Just a short distance from the first explosion the engineers found another bomb, also command detonated. The engineers detonated this one saving a lot of lives. The moment the second bomb went off, the NVA hit us with machine guns, rifles and mortars. They dropped the mortars right on the road, making us dive to the sides of the road to avoid being hit with shrapnel. A lot of Marines were stabbed by Punji stakes placed by the NVA. Some other Marines were killed or wounded by booby traps rigged on the roadside.
From then on it became a running battle south with them trying to break us up and close their horseshoe ambush. There were NVA on both sides of the road. I said to my A-gunner, "I saw a bush move." He said, "You're scared, and you're seeing things." I shot the bush; it fell over dead!

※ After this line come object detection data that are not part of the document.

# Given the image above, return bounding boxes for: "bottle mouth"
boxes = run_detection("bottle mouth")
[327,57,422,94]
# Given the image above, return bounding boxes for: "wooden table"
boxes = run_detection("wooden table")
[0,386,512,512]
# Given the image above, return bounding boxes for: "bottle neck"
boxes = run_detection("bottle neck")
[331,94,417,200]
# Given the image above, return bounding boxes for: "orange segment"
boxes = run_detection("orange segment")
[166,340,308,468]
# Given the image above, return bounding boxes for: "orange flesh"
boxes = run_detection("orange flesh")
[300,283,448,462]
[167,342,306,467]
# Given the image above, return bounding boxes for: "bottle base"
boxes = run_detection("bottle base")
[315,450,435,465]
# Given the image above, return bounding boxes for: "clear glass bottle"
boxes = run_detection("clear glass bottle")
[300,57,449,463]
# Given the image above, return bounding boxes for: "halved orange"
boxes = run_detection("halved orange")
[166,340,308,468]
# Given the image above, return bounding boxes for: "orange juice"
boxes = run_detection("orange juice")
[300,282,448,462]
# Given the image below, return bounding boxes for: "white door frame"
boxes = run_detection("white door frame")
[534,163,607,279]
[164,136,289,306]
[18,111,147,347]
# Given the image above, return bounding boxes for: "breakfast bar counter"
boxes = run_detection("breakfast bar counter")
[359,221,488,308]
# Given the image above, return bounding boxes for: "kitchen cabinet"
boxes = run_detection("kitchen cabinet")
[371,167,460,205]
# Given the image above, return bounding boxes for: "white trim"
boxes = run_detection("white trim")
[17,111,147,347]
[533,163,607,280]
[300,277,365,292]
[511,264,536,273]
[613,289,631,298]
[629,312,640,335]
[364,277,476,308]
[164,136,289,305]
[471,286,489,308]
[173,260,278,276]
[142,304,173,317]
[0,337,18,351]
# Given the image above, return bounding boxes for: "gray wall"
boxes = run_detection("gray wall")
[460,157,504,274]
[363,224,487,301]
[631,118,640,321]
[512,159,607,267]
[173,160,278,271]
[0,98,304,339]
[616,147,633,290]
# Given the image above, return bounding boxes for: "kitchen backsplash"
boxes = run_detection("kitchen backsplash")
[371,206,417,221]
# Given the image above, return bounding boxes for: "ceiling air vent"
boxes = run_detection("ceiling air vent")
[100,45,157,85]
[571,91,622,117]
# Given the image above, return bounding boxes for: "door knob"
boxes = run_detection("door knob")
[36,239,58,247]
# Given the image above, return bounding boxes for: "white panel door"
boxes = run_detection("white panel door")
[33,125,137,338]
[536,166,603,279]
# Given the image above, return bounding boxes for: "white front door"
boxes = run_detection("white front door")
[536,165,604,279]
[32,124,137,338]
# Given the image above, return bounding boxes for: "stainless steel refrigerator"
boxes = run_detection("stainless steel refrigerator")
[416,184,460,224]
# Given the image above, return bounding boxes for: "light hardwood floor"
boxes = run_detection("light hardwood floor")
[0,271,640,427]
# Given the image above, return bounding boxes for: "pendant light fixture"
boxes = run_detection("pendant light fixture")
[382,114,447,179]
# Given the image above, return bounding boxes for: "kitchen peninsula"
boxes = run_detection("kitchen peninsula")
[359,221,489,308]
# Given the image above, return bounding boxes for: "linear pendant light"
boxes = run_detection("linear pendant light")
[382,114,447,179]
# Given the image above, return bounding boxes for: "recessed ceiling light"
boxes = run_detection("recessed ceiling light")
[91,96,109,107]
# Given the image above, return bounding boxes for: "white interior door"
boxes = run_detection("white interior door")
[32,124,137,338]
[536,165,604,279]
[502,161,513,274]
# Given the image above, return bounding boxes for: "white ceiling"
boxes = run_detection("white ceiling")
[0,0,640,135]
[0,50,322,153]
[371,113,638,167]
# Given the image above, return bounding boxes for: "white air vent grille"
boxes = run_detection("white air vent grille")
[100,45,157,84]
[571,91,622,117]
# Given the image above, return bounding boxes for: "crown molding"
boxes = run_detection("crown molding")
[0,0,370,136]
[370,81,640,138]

From that point on, nothing was sacred. We riddled every bush, every tree, or anything that might have an NVA in it with bullets. Anything and everything was fair game. I walked faster than I'd ever walked before. There's an old saying among Marines: "Marines never retreat, they advance in an opposite direction". Bullsh-t! We were retreating, getting the h-ll out of there!
We started to notice troops off to our right and left. I recall someone saying, "Friendlies on the right, Friendlies on the left." I remember someone else saying, "There are no Friendlies on the right or left." We had no flankers out. At least a company of our men opened up on the NVA, who were wearing U.S. flak jackets, jungle utilities, and helmets, and carrying M-16 rifles. I think we killed between eight and ten NVA. It's hard to count or remember when you're firing and moving. It's not as though we could stop and take a careful body count.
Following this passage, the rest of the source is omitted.